Though the Trump administration has ensured Medicaid is not under attack, the hundreds of billions of dollars worth of cuts leave groups like Little Lobbyists worrisome that these budget cuts will inevitably include Medicaid dollars.
“When I say a lot of us are terrified, I don’t mean that lightly,” said Melissa Sabin, an ambassador with Little Lobbyists' Kansas chapter, a group comprised of parents who have children with disabilities and complex medical needs.

Sabin said Medicaid has allowed her family to have dignity and avoid wallowing in medical debt.
“If we don’t fight for this and we lose those benefits, there will be kids and adults and people that don’t survive,” Sabin said. “For us, that’s very important.”
She showed up Saturday as a way to continue telling her story, one that she could see including many more dollar signs if cuts to Medicaid go into effect.
She said private paying her son's at-home nurse would cost about $90,000 a year.

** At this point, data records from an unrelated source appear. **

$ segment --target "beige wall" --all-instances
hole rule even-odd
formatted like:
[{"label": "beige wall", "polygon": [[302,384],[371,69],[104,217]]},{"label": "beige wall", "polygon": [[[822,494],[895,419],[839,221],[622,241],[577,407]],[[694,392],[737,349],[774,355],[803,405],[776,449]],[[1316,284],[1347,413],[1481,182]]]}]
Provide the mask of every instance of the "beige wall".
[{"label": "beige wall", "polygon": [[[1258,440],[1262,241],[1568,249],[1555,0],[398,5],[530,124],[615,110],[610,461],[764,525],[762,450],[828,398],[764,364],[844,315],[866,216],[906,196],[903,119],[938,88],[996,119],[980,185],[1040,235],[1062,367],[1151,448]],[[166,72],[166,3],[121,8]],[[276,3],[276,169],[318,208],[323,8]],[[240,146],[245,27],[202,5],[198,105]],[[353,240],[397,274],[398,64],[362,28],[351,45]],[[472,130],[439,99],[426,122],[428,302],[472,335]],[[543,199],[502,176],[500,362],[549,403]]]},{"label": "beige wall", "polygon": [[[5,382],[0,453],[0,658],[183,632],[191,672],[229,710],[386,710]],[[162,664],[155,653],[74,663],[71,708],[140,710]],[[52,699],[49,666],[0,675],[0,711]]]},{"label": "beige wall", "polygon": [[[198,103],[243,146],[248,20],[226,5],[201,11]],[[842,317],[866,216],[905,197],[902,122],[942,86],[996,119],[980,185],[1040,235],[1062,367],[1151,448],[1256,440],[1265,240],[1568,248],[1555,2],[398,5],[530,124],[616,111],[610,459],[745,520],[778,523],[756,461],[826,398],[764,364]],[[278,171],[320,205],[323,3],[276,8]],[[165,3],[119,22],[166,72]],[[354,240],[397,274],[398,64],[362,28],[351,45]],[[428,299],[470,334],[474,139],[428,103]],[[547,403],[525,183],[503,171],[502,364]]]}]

His medicines would be another $3,000 a year.
Sabin said that doesn’t include the cost of other necessary equipment or doctors visits.
Her advocacy currently serves to combat one thing.
“A lack of understanding of who is covered by Medicaid, what those benefits look like, but I tell people, ‘You know someone on it,’” Sabin said.
Another attendee Saturday was shocked to see just how many people showed up: Missouri House Rep. Pattie Mansur.

“What I didn’t expect when I got here was that I was going to have to park blocks [away] and that there would be this many people,” Mansur said.
The event took place in Mansur’s district, House District 25.
“We’re going through some difficult times, even in the state," she said. "People are worried about their healthcare, incredibly worried. Being in the capital in Jefferson City, that’s the people’s house. It’s everybody’s house.”
Mansur said that’s why she’s encouraging people to reach out to their local representatives.
She also encourages people to show up to fairs and mobilize their fear into action, a sentiment McAfee-Bryant sympathizes with.
“Sometimes people can’t pull themselves up by a boot because they don’t have a boot,” she said.